Jefferson Memorial —
Various types of marble, limestone and granite make up the Jefferson Memorial. From Vermont to Georgia and beyond, the sources of the materials give physical representation to the original states and the expanding union.
Korean War Veterans Memorial —
The Korean War Veterans Memorial honors all of the American services and includes statues of figures in uniforms representing each branch.
Lincoln Memorial and Reflecting Pool —
The Rev. Martin Luther King Jr. delivered his "I Have a Dream" speech from the steps of the Lincoln Memorial in 1963. Daniel French was responsible for the imposing sculpture of Lincoln.
Washington Monument —
The Washington Monument varies in color because sections of it were started at different times -- in 1854 and later in 1879. The two sections used marble from different quarries, and weathering and erosion have made the difference more noticeable.
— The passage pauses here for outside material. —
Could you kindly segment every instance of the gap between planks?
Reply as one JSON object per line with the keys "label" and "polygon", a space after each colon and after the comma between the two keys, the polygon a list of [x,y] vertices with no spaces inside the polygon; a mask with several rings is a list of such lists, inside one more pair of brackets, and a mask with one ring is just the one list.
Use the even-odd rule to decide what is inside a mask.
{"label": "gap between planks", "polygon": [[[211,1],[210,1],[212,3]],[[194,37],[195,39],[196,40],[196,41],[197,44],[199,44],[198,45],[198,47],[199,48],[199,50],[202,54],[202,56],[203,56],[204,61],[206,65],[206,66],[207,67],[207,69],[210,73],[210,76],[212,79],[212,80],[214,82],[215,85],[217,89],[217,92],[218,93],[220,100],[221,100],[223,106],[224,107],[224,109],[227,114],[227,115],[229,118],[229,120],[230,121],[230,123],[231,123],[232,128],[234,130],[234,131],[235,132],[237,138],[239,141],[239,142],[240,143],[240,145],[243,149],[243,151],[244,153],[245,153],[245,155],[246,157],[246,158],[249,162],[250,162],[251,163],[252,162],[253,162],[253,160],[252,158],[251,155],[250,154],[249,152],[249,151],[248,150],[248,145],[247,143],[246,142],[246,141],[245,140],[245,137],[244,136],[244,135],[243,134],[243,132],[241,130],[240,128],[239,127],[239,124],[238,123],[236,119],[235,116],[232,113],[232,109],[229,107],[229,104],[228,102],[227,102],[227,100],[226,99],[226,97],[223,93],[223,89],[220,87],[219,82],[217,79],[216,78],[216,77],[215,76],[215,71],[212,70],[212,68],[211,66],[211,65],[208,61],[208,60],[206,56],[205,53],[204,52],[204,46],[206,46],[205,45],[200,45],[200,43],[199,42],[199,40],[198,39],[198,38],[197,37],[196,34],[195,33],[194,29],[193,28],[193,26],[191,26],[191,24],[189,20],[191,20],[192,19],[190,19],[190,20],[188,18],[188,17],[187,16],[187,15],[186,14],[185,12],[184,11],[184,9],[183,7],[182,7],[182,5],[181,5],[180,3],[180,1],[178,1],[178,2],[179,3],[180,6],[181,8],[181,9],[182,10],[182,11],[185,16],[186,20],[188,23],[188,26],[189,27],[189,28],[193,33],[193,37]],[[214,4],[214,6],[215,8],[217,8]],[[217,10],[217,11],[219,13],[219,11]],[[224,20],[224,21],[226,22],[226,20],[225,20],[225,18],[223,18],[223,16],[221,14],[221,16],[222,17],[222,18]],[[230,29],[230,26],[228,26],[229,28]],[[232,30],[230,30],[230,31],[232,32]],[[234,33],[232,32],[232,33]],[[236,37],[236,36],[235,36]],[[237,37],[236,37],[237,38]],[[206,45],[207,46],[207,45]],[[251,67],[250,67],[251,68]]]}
The momument has been closed temporarily since the August 23 earthquake.
Vietnam Veterans Memorial —
The black granite wall of the Vietnam Veterans Memorial bears 58,267 names of those who died in the Vietnam War, but it's possible for that number to change each Memorial Day depending on submissions to the Department of Veterans Affairs.
World War II Memorial —
Each of the 4,048 gold stars on the Freedom Wall represents 100 American service personnel who perished or were never recovered in the war.
Ulysses S. Grant Memorial —
Ulysses S. Grant forever sits astride his favorite horse, Cincinnatus. There are reliefs of two infantry groups on the pedestal for the statue of the 18th U.S. president and commander of Union forces in the Civil War.
Franklin D. Roosevelt Memorial —
The Roosevelt Memorial represents all 12 years of Franklin D. Roosevelt's presidency, including a sequence of four outdoor "rooms" that signify each of his terms in office. Roosevelt's dog Fala sits at his feet.